Multi-purpose arena in Westwego, Louisiana, U.S.

The John A. Alario Sr. Event Center, commonly shortened as the Alario Center, is a 2,400-seat multi-purpose arena and convention center in Westwego, Louisiana, United States, a suburb of New Orleans. The facility was approved for construction in 1993, and opened in 1999. The arena was most notably used as the practice facility for the NBA's New Orleans Pelicans (formerly Hornets) from 2002 to 2013. The Alario Center features six hardwood courts under one roof.

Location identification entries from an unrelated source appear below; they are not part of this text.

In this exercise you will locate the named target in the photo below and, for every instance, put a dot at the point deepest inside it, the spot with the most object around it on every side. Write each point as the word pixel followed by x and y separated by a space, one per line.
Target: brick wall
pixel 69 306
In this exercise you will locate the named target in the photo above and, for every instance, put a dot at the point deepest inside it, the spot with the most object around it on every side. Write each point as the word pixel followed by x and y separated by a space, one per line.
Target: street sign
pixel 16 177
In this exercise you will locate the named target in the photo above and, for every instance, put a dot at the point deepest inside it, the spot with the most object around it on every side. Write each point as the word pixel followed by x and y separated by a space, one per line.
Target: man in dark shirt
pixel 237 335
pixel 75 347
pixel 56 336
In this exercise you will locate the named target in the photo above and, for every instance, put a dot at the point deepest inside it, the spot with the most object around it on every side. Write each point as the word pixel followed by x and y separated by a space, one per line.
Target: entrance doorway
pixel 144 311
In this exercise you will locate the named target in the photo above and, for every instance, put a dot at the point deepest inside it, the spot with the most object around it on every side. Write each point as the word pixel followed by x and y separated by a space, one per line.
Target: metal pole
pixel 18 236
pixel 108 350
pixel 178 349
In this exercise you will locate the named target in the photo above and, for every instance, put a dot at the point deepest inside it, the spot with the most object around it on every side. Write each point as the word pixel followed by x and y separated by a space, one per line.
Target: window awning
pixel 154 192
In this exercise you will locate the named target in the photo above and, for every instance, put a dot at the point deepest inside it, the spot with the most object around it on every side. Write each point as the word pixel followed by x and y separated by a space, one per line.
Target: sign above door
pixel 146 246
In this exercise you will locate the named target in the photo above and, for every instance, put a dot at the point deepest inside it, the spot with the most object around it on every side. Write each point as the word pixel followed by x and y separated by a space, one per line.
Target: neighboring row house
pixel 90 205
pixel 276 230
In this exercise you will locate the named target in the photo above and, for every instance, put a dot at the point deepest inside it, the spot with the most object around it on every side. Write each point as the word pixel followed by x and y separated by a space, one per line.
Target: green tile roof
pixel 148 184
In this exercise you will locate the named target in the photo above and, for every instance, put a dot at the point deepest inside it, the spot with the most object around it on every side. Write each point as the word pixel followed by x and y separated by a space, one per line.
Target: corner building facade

The Alario Center also hosts many annual sports events including AAU Boys Basketball tournaments, boxing matches, cheerleading/dance competitions, wrestling, professional wrestling, gymnastics meets and volleyball tournaments. There are also many non-sports events that are annually held at the Alario Center including the FIRST Robotics Competition Bayou Regional, the Governor's West Bank Luncheon, concerts, college graduation ceremonies and numerous sales & expos.

On April 4, 2014, the venue hosted Supercard of Honor VIII, a professional wrestling event promoted by national wrestling promotion Ring of Honor (ROH). On February 19, 2022, it hosted No Surrender livestreaming event, promoted by Impact Wrestling. In 2024, Total Nonstop Action Wrestling (TNA) returned to the venue with the 2024 edition of their No Surrender livestreaming event

Because of the center's size and location in Jefferson Parish, many parish schools hold events there, including graduations. One such school is Patrick F. Taylor Science and Technology Academy.

The Bayou Segnette Sports Complex, which the Alario Center is part of also includes Segnette Field, a baseball stadium that is the home of the Loyola University New Orleans' Wolfpack baseball program.

The Alario Center is named for the father of John A. Alario Jr., the dean of the Louisiana State Legislature.